When my Dad was a child, his father’s idea of teaching him how to swim was to take him out in a boat and throw him in the ocean or lake or whatever body of water they happened to be floating upon.
It was, literally, sink or swim.
Thankfully, my Dad was buoyant.
I guess my grandfather’s philosophy applies not at ALL to our method of teaching our children to swim, but for something a bit more down to earth: riding a bike without training wheels.
Sawyer was indoctrinated when he was just over four and a half. You might remember this day. I sure do. Not just because Sawyer learned to ride on two wheels, but because while he was at the park doing so, I was peeing on a stick and was stunned to discover I was pregnant with the Xander-to-be.
Today we decided it was Sage’s turn. She wasn’t so thrilled by the idea. She wanted them off. She didn’t want them off. And so on. David took her – just a special Daddy/Daughter trip – to the park across the street where Sawyer had learned.
They returned 20 minutes later. I was not encouraged. I figured he took the training wheels off, she refused to get on the bike, crying ensued, and David, frustrated, took her back home.

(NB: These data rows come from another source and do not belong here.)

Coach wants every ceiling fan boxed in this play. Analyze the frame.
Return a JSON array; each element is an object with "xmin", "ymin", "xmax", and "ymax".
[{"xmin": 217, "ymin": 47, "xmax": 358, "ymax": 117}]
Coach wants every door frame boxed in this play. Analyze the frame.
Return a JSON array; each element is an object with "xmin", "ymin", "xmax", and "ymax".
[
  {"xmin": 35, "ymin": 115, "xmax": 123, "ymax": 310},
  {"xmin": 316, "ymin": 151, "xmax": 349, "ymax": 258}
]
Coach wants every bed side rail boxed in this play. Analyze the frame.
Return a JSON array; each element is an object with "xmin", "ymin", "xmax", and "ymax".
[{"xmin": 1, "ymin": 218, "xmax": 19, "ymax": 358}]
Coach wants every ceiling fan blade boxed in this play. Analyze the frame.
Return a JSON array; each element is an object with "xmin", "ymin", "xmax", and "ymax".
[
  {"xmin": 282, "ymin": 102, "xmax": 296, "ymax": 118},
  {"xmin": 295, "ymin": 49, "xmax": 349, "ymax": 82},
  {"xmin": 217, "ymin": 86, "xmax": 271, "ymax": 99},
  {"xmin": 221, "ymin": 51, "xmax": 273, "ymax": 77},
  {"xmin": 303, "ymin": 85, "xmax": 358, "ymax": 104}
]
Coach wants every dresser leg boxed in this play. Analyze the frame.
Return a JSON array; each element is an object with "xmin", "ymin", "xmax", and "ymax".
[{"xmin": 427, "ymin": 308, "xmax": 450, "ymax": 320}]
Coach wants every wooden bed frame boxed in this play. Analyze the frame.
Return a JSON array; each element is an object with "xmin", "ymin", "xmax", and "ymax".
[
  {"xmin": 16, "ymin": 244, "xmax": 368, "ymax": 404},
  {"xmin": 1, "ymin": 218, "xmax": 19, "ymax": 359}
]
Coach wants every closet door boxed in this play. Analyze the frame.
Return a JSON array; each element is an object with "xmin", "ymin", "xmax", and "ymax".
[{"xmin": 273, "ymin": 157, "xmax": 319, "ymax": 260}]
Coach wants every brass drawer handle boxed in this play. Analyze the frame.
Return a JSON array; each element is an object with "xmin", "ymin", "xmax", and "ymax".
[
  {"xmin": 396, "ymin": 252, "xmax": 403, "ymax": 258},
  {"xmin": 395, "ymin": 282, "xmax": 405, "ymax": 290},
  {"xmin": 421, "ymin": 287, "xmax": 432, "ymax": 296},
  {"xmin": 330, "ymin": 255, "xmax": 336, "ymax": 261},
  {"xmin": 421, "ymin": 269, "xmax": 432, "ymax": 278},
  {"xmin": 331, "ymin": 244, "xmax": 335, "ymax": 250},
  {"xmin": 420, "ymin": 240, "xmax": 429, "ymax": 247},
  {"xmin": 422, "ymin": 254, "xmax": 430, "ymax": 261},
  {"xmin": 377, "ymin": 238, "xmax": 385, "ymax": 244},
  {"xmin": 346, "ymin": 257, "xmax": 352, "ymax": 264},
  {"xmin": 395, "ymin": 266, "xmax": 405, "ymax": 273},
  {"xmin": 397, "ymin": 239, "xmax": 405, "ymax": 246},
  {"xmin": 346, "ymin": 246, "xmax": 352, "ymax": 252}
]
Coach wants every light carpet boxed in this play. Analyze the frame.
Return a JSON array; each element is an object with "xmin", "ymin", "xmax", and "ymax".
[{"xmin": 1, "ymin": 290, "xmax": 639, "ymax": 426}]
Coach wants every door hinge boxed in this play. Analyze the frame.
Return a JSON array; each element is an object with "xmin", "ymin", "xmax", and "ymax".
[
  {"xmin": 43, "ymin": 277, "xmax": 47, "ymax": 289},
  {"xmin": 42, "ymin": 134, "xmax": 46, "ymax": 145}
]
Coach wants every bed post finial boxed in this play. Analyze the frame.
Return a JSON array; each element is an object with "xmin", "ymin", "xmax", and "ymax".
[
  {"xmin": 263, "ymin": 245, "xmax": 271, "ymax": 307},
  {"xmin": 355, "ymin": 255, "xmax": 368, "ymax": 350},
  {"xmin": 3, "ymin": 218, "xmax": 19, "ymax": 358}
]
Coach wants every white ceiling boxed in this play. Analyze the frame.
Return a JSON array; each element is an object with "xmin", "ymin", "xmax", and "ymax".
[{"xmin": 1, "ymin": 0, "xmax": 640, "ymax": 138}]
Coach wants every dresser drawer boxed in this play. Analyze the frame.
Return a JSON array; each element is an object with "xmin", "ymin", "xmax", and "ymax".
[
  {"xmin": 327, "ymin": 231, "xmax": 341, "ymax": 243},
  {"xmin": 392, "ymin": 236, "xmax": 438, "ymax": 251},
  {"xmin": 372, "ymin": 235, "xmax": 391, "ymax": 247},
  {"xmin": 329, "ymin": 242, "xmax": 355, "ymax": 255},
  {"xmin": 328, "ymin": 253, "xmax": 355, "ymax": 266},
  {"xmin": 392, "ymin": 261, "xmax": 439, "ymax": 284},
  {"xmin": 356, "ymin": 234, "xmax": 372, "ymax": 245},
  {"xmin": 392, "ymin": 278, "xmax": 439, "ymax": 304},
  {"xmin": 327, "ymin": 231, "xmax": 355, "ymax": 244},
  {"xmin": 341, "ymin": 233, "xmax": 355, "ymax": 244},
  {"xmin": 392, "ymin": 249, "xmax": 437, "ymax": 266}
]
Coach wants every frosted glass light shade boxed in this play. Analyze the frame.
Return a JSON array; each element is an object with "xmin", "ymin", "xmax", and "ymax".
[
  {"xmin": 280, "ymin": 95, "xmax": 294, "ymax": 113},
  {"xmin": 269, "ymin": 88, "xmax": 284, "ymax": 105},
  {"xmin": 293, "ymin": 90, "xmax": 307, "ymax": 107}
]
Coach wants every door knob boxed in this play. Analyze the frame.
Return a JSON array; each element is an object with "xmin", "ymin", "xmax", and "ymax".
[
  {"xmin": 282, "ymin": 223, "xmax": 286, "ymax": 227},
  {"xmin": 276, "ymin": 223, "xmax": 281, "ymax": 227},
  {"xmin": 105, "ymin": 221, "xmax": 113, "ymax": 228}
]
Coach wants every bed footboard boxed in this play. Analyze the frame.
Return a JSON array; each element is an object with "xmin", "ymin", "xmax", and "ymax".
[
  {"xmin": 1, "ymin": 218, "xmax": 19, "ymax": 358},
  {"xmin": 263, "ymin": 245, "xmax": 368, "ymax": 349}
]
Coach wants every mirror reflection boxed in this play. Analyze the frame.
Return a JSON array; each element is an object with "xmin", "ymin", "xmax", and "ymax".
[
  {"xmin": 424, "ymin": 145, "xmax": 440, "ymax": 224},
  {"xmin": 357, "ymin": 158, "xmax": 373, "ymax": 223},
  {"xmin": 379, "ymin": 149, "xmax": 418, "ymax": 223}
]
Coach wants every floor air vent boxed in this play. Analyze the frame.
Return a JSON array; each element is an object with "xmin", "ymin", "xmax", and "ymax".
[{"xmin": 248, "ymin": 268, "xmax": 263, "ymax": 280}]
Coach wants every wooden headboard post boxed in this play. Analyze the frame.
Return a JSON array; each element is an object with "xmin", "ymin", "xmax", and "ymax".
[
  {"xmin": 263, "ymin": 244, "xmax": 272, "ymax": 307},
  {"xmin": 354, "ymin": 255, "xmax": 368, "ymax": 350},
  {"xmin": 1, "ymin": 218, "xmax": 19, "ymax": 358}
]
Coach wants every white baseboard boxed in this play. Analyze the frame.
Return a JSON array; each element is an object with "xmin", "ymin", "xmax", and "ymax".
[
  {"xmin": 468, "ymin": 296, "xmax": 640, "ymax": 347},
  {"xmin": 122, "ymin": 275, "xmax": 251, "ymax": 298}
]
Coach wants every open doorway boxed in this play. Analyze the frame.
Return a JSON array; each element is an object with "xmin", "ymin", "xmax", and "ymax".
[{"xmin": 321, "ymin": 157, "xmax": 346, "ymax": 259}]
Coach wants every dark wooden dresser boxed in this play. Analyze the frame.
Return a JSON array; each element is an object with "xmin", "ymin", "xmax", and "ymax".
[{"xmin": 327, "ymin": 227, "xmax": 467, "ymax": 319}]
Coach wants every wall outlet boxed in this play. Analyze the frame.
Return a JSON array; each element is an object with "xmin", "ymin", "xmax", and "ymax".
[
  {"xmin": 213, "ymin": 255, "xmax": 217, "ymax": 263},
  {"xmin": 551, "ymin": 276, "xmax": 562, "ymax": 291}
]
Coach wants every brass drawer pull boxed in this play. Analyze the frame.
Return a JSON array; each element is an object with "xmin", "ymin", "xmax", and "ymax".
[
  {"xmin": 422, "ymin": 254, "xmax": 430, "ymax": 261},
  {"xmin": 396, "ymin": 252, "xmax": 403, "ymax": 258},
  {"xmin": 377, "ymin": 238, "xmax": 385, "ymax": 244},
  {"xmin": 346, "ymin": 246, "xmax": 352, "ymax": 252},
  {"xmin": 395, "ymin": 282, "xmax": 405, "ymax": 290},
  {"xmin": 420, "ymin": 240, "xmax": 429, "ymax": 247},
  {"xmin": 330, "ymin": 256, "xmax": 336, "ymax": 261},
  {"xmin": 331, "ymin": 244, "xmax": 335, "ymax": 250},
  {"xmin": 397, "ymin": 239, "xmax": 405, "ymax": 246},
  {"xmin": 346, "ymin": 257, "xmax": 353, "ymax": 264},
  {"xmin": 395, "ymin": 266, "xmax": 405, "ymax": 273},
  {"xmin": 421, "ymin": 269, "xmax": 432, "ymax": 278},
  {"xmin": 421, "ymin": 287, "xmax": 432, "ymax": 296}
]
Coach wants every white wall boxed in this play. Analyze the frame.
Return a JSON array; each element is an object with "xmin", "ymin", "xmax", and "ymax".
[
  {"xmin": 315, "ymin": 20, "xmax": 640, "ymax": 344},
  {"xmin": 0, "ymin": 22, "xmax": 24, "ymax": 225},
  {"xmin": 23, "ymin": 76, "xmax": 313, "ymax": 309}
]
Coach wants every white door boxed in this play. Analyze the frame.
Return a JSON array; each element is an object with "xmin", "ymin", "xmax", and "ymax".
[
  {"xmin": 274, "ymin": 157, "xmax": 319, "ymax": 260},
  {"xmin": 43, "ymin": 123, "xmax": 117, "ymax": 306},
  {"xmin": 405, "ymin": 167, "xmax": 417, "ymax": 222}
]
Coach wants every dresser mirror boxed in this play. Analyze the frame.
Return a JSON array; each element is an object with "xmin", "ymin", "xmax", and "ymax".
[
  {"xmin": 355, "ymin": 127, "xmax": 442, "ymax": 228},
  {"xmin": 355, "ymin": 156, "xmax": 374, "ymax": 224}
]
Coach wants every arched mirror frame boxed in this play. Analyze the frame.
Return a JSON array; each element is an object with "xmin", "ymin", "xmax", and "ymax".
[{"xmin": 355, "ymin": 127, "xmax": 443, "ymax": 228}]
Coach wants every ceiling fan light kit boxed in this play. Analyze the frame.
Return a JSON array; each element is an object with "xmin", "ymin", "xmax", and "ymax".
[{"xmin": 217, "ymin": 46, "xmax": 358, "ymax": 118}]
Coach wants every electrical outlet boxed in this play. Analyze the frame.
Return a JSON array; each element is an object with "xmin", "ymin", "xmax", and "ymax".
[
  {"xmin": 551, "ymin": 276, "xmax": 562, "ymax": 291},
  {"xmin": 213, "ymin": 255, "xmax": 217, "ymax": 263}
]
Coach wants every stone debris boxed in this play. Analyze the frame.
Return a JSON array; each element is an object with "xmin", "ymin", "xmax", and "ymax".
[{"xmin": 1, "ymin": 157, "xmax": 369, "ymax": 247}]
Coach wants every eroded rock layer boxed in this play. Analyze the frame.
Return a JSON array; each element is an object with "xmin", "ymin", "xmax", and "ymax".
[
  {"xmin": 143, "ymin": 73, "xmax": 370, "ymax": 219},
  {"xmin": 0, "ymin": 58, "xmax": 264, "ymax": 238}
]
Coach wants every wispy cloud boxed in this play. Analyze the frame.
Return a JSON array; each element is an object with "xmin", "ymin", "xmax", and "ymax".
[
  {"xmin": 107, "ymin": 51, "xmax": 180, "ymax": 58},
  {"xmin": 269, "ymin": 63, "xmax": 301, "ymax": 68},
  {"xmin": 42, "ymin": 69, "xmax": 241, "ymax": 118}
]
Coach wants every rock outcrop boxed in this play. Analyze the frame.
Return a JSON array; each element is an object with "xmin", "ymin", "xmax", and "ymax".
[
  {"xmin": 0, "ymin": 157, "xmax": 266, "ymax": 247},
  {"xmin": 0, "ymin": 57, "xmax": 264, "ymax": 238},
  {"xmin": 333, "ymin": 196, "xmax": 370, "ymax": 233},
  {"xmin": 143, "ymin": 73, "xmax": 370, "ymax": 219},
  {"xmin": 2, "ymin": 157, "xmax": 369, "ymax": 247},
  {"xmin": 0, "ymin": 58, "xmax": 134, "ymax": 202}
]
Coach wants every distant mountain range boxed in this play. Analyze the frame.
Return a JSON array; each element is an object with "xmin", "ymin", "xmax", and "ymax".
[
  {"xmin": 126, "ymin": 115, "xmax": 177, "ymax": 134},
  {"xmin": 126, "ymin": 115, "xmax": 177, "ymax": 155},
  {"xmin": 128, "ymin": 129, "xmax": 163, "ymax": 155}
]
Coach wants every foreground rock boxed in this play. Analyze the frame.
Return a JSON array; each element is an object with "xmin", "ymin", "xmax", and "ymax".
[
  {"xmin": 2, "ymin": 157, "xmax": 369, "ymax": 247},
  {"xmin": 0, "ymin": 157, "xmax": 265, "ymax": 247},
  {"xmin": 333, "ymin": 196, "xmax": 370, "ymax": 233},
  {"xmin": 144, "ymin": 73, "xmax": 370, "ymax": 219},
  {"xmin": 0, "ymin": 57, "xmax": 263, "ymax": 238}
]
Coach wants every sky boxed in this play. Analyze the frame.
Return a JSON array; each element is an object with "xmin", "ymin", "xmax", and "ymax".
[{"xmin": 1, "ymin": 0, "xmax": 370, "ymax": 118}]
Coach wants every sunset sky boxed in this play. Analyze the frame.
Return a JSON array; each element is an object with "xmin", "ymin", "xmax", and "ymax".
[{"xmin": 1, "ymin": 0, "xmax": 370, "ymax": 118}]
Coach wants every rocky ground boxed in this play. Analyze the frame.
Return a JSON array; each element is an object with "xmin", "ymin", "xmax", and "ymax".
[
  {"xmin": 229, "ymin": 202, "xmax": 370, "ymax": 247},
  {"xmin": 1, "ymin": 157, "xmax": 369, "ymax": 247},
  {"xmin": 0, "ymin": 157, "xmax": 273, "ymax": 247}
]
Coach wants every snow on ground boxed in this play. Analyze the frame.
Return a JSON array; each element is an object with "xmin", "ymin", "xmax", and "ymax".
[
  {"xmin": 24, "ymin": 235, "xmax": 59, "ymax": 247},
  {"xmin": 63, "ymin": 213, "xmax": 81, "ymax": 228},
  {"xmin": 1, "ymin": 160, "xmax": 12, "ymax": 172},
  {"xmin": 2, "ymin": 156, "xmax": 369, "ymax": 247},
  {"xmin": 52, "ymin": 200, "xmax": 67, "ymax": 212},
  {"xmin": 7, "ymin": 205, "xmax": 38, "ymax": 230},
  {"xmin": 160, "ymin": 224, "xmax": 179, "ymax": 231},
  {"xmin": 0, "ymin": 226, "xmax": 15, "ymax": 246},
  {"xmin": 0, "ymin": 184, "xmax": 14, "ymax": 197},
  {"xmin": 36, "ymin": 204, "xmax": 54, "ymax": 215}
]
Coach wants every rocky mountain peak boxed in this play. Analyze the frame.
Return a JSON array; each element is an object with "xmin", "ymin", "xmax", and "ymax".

Instead, they got out of the car and David brought the bike up the street.
Sage got on.
David gave a little push.
And off. She. Went.
Yes, I cried.
There she was, with her brother and the neighbor boys all cheering her and zipping around her, riding her pink bike, her tongue stuck out to the side when she cornered.
Turns out, they got to the park, David took off the training wheels, and she got right on. A push, a hold-steady, and she was riding.
The best part is she’s now really part of the gang. Pretty soon she’s going to be fast enough to keep up with the bigger kids (and a smaller one who was riding on two wheels before he was 3). Just like when her brother did it, she’s dipping another toe into the waters of independence.
At four years, four months.
Congratulations, Sage. I knew you could do it. Because once you figure out what it is you want, you go get it. And hey – your big brother will always have your back.